Cutless Bearing Failure (by John)

We hauled out in Charleston, Oregon to do some regular maintenance and bottom paint but we have also been having an engine or propeller vibration issue since we did our rudder fairing work 2 years ago. At that time we had replaced the Cutless bearing. The Cutless bearing supports the propeller shaft where it passes through the hull at the aft end of the keel.

One of the first things we noticed when the boat was hauled out this time was excessive play in the prop shaft. After pulling the propeller and shaft it was obvious that the Cutless bearing had overheated and melted (the bearing is actually rubber). This probably happened immediately after it was replaced two years ago. So I ordered a new bearing, but really needed to figure out why it failed so the new one wouldn’t.

We talked to the local boatyard people and they were surprised that we have no water supply going to the bearing. Apparently this is standard practice on faster power boats. I also called PYI inc., the distributor of our propeller and shaft seal. We have an older version of their shaft seal (PSS) and the newer ones come with a hose connection that can be used as a water supply or a vent. They recommend using it as vent for a sailboat.  I ordered the new shaft seal part also.

The new bearing arrived and I set about installing it. I removed the stern tube (this is the housing that the bearing is in). I had been wanting to remove it anyways to improve alignment with the engine. After removing the old bearing, I think I discovered the real cause of the bearing failure. There is a shoulder half way down the tube that the bearing seats against. What I found was that there is a large radius at the shoulder. When I installed the old bearing I drove it too far into that radius which compressed that end of the bearing. That would have made it too tight and restricted the water flow through the grooves that are in the surface of the bearing.

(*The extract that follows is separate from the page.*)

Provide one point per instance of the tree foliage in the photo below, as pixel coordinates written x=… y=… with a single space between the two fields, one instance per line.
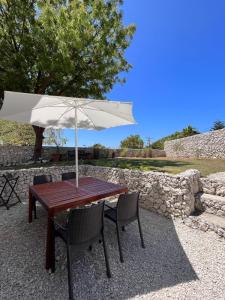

So I am hopeful that with correct installation of the new bearing and addition of the vent line to the shaft seal, the new bearing will last many years…

Into Coos Bay

The last leg of our passage from Newport enroute to Coos Bay was a noisy motor with no wind and fairly flat sea, thank you, but a nice sail would’ve been the ultimate to make up for the lost days sitting at dockside.  The forecast was for rough hazardous sea state 10 to 60 nautical miles offshore. We stayed within 7 miles of shore and didn’t see any other boats the entire trip down the coast.  Due to the unfortunate bar conditions in Newport, distance and tide change at the Coos Bay bar we were forced to spend the night out and stand off for nearly 8 hours.


We were treated to a beautiful  sunset, full moon over our bow and a calm firey sunrise as we motored back and forth in a 10 nm North and South path,  just 17  miles from our destination.




After a long night Konami crossed the Coos Bay bar in calm winds and long ocean swell.

Excited to see my parents at the dock I forgot that we hadn’t slept more than a few hours. We quickly paid for moorage, unloaded our gear and dirty laundry, and drove to my parents’ home 3 miles away.   We’re enjoying the precious time we have left with family and friends, taking advantage of  living in a house while we prepare to work on Konami in the yard for three weeks.  Oh, the yard fees are only $6/day, much cheaper than sitting at the dock and why not, we have comfortable living accomodations!

We’re uploading sailing and boat project pictures so please check them out if a couple of days.  See you back out on the water when we launch!